Some thoughts, currently spilling out. You can watch my thought machine at work
about worldbuilding in my nearly completed cyberpunk work in progress. Which, as this standalone novel is set in the same larger universe as my Voidstrider books, means worldbuilding for that as well.
The current story takes place on Earth about 50 years before the stories told in the larger series. Earth, in general, needs to believably match up between the two. There’s a half century gap to give a little wiggle room, but still.
It’s a couple centuries in our future, at least. I’ve never given an explicit date in text.
Climate crisis passed the tipping point. The last world war soon follows. Corporate interests enter the conflict increasingly as independent operators. War officially ends with the formation of a unified world government. War actually ends after a pretty extensive period of “mopping up,” i.e. that world government solidifying itself in fact as well as word.
Initiatives to clean up the planet get rolling. Government is largely controlled by corporations, though. Why are these future fatcats spending money on environmental clean up? Are they really?

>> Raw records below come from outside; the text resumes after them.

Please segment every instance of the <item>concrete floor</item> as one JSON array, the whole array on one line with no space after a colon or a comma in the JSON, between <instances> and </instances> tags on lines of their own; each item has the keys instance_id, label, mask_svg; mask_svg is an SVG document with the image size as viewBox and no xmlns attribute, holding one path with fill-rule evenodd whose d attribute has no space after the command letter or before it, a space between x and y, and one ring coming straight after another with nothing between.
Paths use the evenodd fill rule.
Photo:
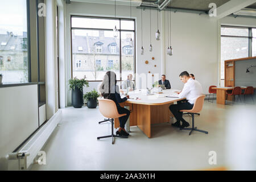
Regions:
<instances>
[{"instance_id":1,"label":"concrete floor","mask_svg":"<svg viewBox=\"0 0 256 182\"><path fill-rule=\"evenodd\" d=\"M216 101L214 101L216 102ZM131 127L128 139L98 140L109 135L110 123L101 125L104 117L98 109L67 107L63 120L42 149L46 165L33 164L31 170L194 170L226 166L225 131L227 112L236 105L219 105L205 101L195 126L208 135L180 131L170 123L152 126L152 137ZM251 107L248 105L247 107ZM192 118L184 118L192 125ZM210 165L209 152L217 154L217 165Z\"/></svg>"}]
</instances>

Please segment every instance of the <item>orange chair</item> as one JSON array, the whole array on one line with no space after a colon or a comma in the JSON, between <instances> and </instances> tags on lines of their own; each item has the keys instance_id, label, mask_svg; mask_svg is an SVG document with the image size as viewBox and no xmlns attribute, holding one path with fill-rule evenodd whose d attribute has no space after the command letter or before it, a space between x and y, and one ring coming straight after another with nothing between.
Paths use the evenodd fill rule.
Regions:
<instances>
[{"instance_id":1,"label":"orange chair","mask_svg":"<svg viewBox=\"0 0 256 182\"><path fill-rule=\"evenodd\" d=\"M198 113L200 112L202 110L203 106L204 105L204 98L205 97L205 96L201 96L198 97L196 101L195 102L194 106L193 107L192 109L191 110L181 110L180 111L181 112L187 112L192 115L192 128L180 128L180 130L191 130L189 133L189 135L191 135L193 131L197 131L199 132L204 133L206 134L208 134L208 131L203 131L198 130L197 127L194 127L194 114L195 113Z\"/></svg>"},{"instance_id":2,"label":"orange chair","mask_svg":"<svg viewBox=\"0 0 256 182\"><path fill-rule=\"evenodd\" d=\"M225 104L226 104L226 100L228 98L228 96L232 96L234 97L236 97L236 96L238 96L238 97L237 97L237 102L238 101L238 98L240 99L240 101L242 102L242 100L241 100L240 98L240 95L242 94L242 89L241 88L240 86L236 86L235 88L234 88L233 89L232 92L230 93L226 93L226 100L225 100ZM233 103L233 100L234 100L236 99L236 98L234 98L234 99L233 99L233 97L232 97L232 104Z\"/></svg>"},{"instance_id":3,"label":"orange chair","mask_svg":"<svg viewBox=\"0 0 256 182\"><path fill-rule=\"evenodd\" d=\"M112 144L114 144L115 137L127 138L127 136L114 135L114 119L118 118L122 116L126 115L126 114L119 114L117 111L117 107L115 102L111 100L98 98L98 100L100 111L101 114L107 118L110 118L106 119L104 121L109 121L111 122L112 133L111 135L97 137L97 139L106 138L112 138Z\"/></svg>"},{"instance_id":4,"label":"orange chair","mask_svg":"<svg viewBox=\"0 0 256 182\"><path fill-rule=\"evenodd\" d=\"M253 86L247 86L245 89L245 92L242 94L243 95L243 100L245 102L245 96L246 95L251 95L251 99L253 100L253 103L254 103L254 100L253 100L253 94L254 94L254 88Z\"/></svg>"},{"instance_id":5,"label":"orange chair","mask_svg":"<svg viewBox=\"0 0 256 182\"><path fill-rule=\"evenodd\" d=\"M210 94L212 94L212 101L211 102L213 102L213 96L214 94L217 94L217 90L214 90L214 89L212 89L214 87L217 87L217 86L211 85L209 87L209 93L210 94L209 95L209 97L208 97L208 102L211 102L211 101L209 101L209 100L210 99Z\"/></svg>"}]
</instances>

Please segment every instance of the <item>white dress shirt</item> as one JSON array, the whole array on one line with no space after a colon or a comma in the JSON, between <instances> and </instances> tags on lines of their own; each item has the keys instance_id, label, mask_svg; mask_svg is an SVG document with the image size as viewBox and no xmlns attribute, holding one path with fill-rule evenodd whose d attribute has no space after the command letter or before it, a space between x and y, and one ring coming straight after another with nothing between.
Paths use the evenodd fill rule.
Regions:
<instances>
[{"instance_id":1,"label":"white dress shirt","mask_svg":"<svg viewBox=\"0 0 256 182\"><path fill-rule=\"evenodd\" d=\"M188 102L194 104L196 99L203 94L203 89L200 83L193 78L189 78L184 85L181 92L179 94L179 97L180 98L187 97Z\"/></svg>"}]
</instances>

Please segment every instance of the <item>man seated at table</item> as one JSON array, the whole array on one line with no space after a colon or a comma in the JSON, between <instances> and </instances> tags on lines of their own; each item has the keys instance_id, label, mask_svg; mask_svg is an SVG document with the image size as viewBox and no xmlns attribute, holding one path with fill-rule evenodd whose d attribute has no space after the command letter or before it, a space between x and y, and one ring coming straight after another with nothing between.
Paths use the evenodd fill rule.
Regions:
<instances>
[{"instance_id":1,"label":"man seated at table","mask_svg":"<svg viewBox=\"0 0 256 182\"><path fill-rule=\"evenodd\" d=\"M127 88L130 88L129 91L133 91L135 90L135 85L132 80L133 75L128 75L127 80L125 80L122 84L122 89L120 90L120 92L124 92L124 90L127 89Z\"/></svg>"},{"instance_id":2,"label":"man seated at table","mask_svg":"<svg viewBox=\"0 0 256 182\"><path fill-rule=\"evenodd\" d=\"M191 78L193 78L193 80L196 80L196 78L195 77L195 75L193 74L189 74L189 76Z\"/></svg>"},{"instance_id":3,"label":"man seated at table","mask_svg":"<svg viewBox=\"0 0 256 182\"><path fill-rule=\"evenodd\" d=\"M170 84L169 80L166 79L165 75L163 75L161 76L161 80L158 81L158 84L159 85L164 85L164 87L166 89L171 89L171 84Z\"/></svg>"},{"instance_id":4,"label":"man seated at table","mask_svg":"<svg viewBox=\"0 0 256 182\"><path fill-rule=\"evenodd\" d=\"M177 122L172 124L173 126L184 128L189 126L188 123L182 117L181 110L191 110L194 106L196 99L203 95L203 89L200 83L189 77L189 74L184 71L180 75L180 80L184 83L184 85L181 92L177 92L180 98L187 97L188 102L178 102L177 104L171 105L169 107L170 110L174 114ZM180 125L180 121L182 122Z\"/></svg>"}]
</instances>

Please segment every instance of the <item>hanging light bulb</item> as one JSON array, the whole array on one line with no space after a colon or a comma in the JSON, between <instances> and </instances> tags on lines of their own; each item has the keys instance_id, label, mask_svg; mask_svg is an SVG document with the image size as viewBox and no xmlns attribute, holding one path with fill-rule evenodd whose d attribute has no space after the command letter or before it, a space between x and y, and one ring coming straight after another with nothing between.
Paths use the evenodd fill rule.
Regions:
<instances>
[{"instance_id":1,"label":"hanging light bulb","mask_svg":"<svg viewBox=\"0 0 256 182\"><path fill-rule=\"evenodd\" d=\"M113 30L113 34L114 38L117 38L118 36L118 30L116 26L115 26L115 28Z\"/></svg>"},{"instance_id":2,"label":"hanging light bulb","mask_svg":"<svg viewBox=\"0 0 256 182\"><path fill-rule=\"evenodd\" d=\"M159 30L158 30L158 31L155 32L155 39L156 40L160 40L160 32Z\"/></svg>"},{"instance_id":3,"label":"hanging light bulb","mask_svg":"<svg viewBox=\"0 0 256 182\"><path fill-rule=\"evenodd\" d=\"M158 14L158 31L155 32L155 39L156 40L160 40L160 32L159 29L158 28L158 10L156 10Z\"/></svg>"},{"instance_id":4,"label":"hanging light bulb","mask_svg":"<svg viewBox=\"0 0 256 182\"><path fill-rule=\"evenodd\" d=\"M131 40L130 40L129 44L130 44L130 47L133 47L133 39L131 38Z\"/></svg>"},{"instance_id":5,"label":"hanging light bulb","mask_svg":"<svg viewBox=\"0 0 256 182\"><path fill-rule=\"evenodd\" d=\"M152 46L151 44L151 5L150 4L150 51L152 52L153 51L153 47Z\"/></svg>"},{"instance_id":6,"label":"hanging light bulb","mask_svg":"<svg viewBox=\"0 0 256 182\"><path fill-rule=\"evenodd\" d=\"M142 55L143 55L144 54L144 48L143 48L143 46L141 47L141 54Z\"/></svg>"},{"instance_id":7,"label":"hanging light bulb","mask_svg":"<svg viewBox=\"0 0 256 182\"><path fill-rule=\"evenodd\" d=\"M172 5L172 2L171 2L171 6ZM170 11L170 55L172 56L172 54L174 53L174 49L172 48L172 46L171 46L171 34L172 34L172 12Z\"/></svg>"},{"instance_id":8,"label":"hanging light bulb","mask_svg":"<svg viewBox=\"0 0 256 182\"><path fill-rule=\"evenodd\" d=\"M170 55L169 55L172 56L173 51L174 51L174 49L172 49L172 47L170 46Z\"/></svg>"},{"instance_id":9,"label":"hanging light bulb","mask_svg":"<svg viewBox=\"0 0 256 182\"><path fill-rule=\"evenodd\" d=\"M131 19L131 0L130 0L130 18ZM133 39L131 39L131 39L130 40L129 44L130 44L130 47L133 47Z\"/></svg>"},{"instance_id":10,"label":"hanging light bulb","mask_svg":"<svg viewBox=\"0 0 256 182\"><path fill-rule=\"evenodd\" d=\"M150 51L152 52L152 51L153 51L153 47L152 46L152 45L150 44Z\"/></svg>"},{"instance_id":11,"label":"hanging light bulb","mask_svg":"<svg viewBox=\"0 0 256 182\"><path fill-rule=\"evenodd\" d=\"M114 38L117 38L118 36L118 30L117 28L117 26L115 25L115 28L113 30L113 34Z\"/></svg>"}]
</instances>

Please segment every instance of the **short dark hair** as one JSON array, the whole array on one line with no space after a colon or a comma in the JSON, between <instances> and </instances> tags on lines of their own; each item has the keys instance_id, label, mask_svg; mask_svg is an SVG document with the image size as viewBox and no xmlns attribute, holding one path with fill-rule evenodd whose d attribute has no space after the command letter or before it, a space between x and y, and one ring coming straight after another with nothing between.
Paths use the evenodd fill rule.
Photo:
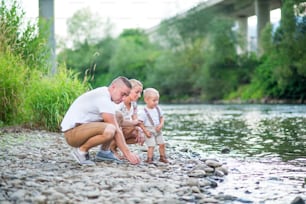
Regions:
<instances>
[{"instance_id":1,"label":"short dark hair","mask_svg":"<svg viewBox=\"0 0 306 204\"><path fill-rule=\"evenodd\" d=\"M131 82L130 82L130 80L128 78L126 78L124 76L119 76L119 77L117 77L116 79L114 79L112 81L112 84L116 83L118 81L123 82L128 88L130 88L130 89L132 88L132 84L131 84Z\"/></svg>"}]
</instances>

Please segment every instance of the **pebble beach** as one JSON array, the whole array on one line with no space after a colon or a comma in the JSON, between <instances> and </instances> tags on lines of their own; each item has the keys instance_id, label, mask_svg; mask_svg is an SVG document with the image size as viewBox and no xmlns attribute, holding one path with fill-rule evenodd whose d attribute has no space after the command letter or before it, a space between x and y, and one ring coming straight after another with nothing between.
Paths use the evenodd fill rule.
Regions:
<instances>
[{"instance_id":1,"label":"pebble beach","mask_svg":"<svg viewBox=\"0 0 306 204\"><path fill-rule=\"evenodd\" d=\"M130 145L144 161L146 147ZM96 151L92 149L91 158ZM224 203L226 164L167 143L169 164L81 166L61 133L0 129L0 203Z\"/></svg>"}]
</instances>

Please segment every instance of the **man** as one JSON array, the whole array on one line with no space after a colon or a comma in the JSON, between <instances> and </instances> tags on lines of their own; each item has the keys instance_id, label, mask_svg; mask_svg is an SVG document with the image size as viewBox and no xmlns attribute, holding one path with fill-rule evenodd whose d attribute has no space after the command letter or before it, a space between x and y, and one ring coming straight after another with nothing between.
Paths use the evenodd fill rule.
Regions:
<instances>
[{"instance_id":1,"label":"man","mask_svg":"<svg viewBox=\"0 0 306 204\"><path fill-rule=\"evenodd\" d=\"M98 160L118 160L109 150L115 139L125 158L138 164L139 157L130 152L116 120L116 105L127 97L131 83L125 77L117 77L107 87L93 89L79 96L70 106L61 123L67 143L74 147L72 155L81 165L94 165L89 150L100 145Z\"/></svg>"}]
</instances>

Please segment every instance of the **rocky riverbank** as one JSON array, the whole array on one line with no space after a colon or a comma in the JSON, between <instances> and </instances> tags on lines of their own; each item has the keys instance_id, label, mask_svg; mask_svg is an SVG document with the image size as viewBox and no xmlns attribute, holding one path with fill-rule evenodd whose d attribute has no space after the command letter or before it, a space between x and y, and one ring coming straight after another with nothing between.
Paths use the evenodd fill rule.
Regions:
<instances>
[{"instance_id":1,"label":"rocky riverbank","mask_svg":"<svg viewBox=\"0 0 306 204\"><path fill-rule=\"evenodd\" d=\"M146 148L130 146L142 160ZM92 158L95 151L91 151ZM62 134L25 129L0 130L0 203L223 203L214 196L228 170L167 144L170 164L97 162L80 166Z\"/></svg>"}]
</instances>

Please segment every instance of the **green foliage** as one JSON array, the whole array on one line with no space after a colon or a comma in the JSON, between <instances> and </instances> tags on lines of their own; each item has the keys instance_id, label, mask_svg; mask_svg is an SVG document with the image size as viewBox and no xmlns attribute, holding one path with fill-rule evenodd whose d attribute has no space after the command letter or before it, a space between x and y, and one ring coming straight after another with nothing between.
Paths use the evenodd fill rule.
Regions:
<instances>
[{"instance_id":1,"label":"green foliage","mask_svg":"<svg viewBox=\"0 0 306 204\"><path fill-rule=\"evenodd\" d=\"M19 121L18 107L26 84L28 70L19 57L0 51L0 121L13 124Z\"/></svg>"},{"instance_id":2,"label":"green foliage","mask_svg":"<svg viewBox=\"0 0 306 204\"><path fill-rule=\"evenodd\" d=\"M105 28L103 29L105 24ZM67 20L67 32L72 42L72 47L78 49L84 43L96 44L99 40L110 35L109 22L103 22L98 14L91 12L89 8L78 10ZM105 34L106 35L102 35Z\"/></svg>"},{"instance_id":3,"label":"green foliage","mask_svg":"<svg viewBox=\"0 0 306 204\"><path fill-rule=\"evenodd\" d=\"M12 1L10 8L4 0L0 5L0 50L18 55L31 69L47 72L44 64L48 59L46 48L47 36L41 32L38 35L37 26L23 21L24 12L16 1ZM24 29L22 25L26 24Z\"/></svg>"},{"instance_id":4,"label":"green foliage","mask_svg":"<svg viewBox=\"0 0 306 204\"><path fill-rule=\"evenodd\" d=\"M155 48L142 30L125 30L116 42L109 71L145 81L155 58Z\"/></svg>"},{"instance_id":5,"label":"green foliage","mask_svg":"<svg viewBox=\"0 0 306 204\"><path fill-rule=\"evenodd\" d=\"M263 63L253 77L252 86L266 97L303 99L306 92L306 17L297 17L293 0L284 1L280 27L272 35L268 26L263 33ZM260 85L260 86L259 86Z\"/></svg>"},{"instance_id":6,"label":"green foliage","mask_svg":"<svg viewBox=\"0 0 306 204\"><path fill-rule=\"evenodd\" d=\"M86 90L86 84L64 66L51 77L33 72L24 100L25 120L32 127L58 131L71 103Z\"/></svg>"}]
</instances>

Story starts out in Cap City, the proverbial mega-city. Cap City sprawls over an area that once, long ago, contained Washington DC, Annapolis, Baltimore, and large chunks of the surrounding area. It’s established that much of the coastal land in this area is submerged. The city itself fronts the Atlantic with a massively tall seawall, guarding against tidal surge presumably. Lots of storms over the Atlantic (and yes there’s a scene in one).
One character, unreliable at best but most probably not lying or incorrect, says the government and the corporations that basically own it aren’t doing anything to fix the environment.
Cap City’s cyberpunk noir flavor is slightly at odds with the Earth of 50 years later. Pretty much nothing in the Voidstrider books actually takes place on Earth, though, so everything you know there is hearsay. There are several POV characters from Earth, though. The one scene that does take place there is set in a future Geneva that’s described as being fairly lovely; the climate fix up has definitely worked there, and it is explicit that the topography of Europe has been altered by climate change.
So what? Cap City’s on the other side of the planet. Maybe world leaders really are doing the good work. Maybe they’ll get there sometime in the next 50 years.
Probably what’s happening is the efforts are prioritized. Centered around the location of power. We’re building a new first world here, right? We’ll get to the rest. Possibly.
OK, so that explains why what we see of Africa and Europe in the stories is cleaner, which in turn helps explain why much of the planet is a deeply flawed but nevertheless somewhat utopian future but Cap City is seedy and soiled, labor powerless, everything controlled by greedhead scumbuckets. Maybe not enough, but we’ll come back to that.
The point is, what’s the corporations motivation for the clean up? Labor’s powerlessness is explicit, though barely given more than cursory thought, in the Voidstrider books. On Earth, the right to vote extends only to employed adults. That’s it, one sentence, you can see perfectly well the problem, let’s move on. In the story of Serotonin Overload, solidly Earthbound, we have to give it a bit more attention.
The franchise entangled with employment. Think about employer sponsored health insurance in the real world now. Think about consequences, be they feature or bug. Your boss controls your right to vote, so your boss controls your vote.
I’ve always sort of assumed without digging into it when worldbuilding for Voidstrider that these corporations have, for the most part, figured out a cost-effective, bottom line friendly of minimizing their risk of, you know, armed revolution. The weapons of the future are indeed terrifyingly powerful, but there’s 13 billion people spread between Earth and the moon.
There are more than a handful of oblique references in the current WIP to companies’ efforts to replace the work force with robots, of course. As well as some not at all oblique sections pertaining to AI, but now we approach spoilers!
Anyway. Why does a society where the CEOs have almost complete control over government globally spend money on environmental clean-up – not to mention other expenditures like a universal basic income (even one shown to amount to basic food, basic shelter, and extremely low-tier medical care but absolutely nothing further)? After all, most of the 1% live in orbit these days.
Illusion maintenance? It’s suggested. Doesn’t seem sufficient, though.
And, since all this is tangential to the plot of either project, it’s ultimately a question to let simmer in the bottom of the thought machine. Worth examining somewhere in the future, but for now it’s background.